Texas Friends: Visit legislators’ home offices, Feb. 18-22

Fighting for Food FreedomWe need your help to pass bills to help local farmers and artisan food producers across Texas–from lowering permit fees to expanding home kitchen options and much more!

To become law, our local food bills must have the support of legislators who are swamped with thousands of bills on every topic imaginable. The BEST way to bring their attention to our bills is with meetings and phone calls from constituents!

Don’t think your voice matters? Think again! Two weeks ago, a farmer called his State Representative and talked with the staff about current laws that require him to go through expensive headaches to sell eggs to restaurants and grocers.
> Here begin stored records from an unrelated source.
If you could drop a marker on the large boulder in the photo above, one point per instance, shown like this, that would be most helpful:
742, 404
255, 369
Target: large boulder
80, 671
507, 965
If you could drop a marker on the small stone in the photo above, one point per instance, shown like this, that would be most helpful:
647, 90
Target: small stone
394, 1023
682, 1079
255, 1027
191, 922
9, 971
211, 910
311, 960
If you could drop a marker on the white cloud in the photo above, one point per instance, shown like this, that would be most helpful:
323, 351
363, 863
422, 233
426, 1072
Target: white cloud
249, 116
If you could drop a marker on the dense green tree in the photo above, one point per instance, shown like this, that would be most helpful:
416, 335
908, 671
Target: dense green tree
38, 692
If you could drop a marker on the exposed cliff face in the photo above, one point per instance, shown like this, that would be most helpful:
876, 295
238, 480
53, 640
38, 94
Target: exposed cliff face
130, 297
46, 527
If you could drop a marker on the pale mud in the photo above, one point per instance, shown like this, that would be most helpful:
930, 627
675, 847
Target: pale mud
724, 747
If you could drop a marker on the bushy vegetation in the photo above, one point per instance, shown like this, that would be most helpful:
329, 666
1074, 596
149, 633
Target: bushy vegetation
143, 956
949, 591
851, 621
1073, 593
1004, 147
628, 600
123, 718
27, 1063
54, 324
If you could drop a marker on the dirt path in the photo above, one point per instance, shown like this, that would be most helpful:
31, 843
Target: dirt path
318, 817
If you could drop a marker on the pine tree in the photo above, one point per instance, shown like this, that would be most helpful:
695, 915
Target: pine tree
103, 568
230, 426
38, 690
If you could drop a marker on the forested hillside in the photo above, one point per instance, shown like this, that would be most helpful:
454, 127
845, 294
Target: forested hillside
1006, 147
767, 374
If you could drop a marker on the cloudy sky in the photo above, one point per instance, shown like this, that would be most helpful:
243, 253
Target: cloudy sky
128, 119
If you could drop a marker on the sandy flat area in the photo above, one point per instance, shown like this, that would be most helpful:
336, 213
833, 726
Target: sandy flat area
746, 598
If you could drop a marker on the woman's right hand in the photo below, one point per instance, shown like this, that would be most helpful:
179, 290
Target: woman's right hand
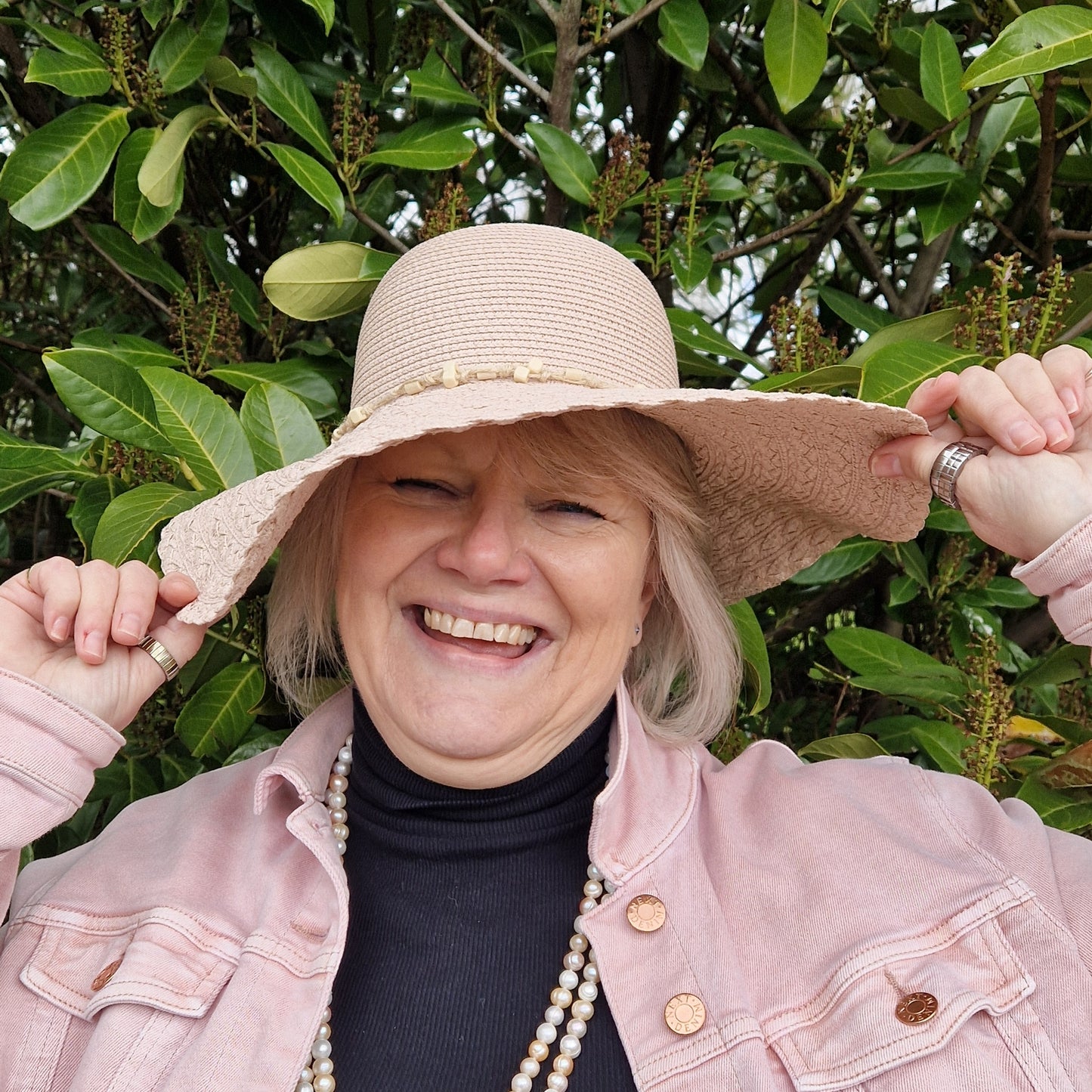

We followed up with a proposed bill and more information for the State Representative … and now that representative has filed the bill!

Every call COUNTS! We see it every day, when we visit offices–the legislators who are hearing from the people back in their home district care a lot more about what we have to say.

Many calls in a short period amplify the impact, which is why we’re planning the “Local Foods at Home Week,” February 18 – 22. We need your help during this week to influence legislation!

The legislators will all be back in their home districts on February 18th, for Presidents Day. So make plans to meet them in person that day! Or set up an appointment to talk with their staff during the week by phone. Guidance on how to set up the meetings, as well as relevant information on the bills, are below.

Let us know that you’re planning to take action that week, and we’ll be sure to send you more tips and materials you can share that reinforce your message about the importance of supporting our local producers with meaningful legislation.


(Even if you can’t take action during that week, please respond to the 2-minute survey, so that we know how we can best support you in taking action in the future.)


How to set up a meeting

First, find out who your legislators are here.


You want to contact your State Representative and State Senators because all of these bills are at the state level.


When you call the office, introduce yourself (full name and town) and mention the fact that you’re a constituent. Tell the staffer that you would like to meet with your legislator in person to discuss bills that help local farmers and food producers. Be willing to meet with a staffer if the legislator is not available–staffers often have a significant impact.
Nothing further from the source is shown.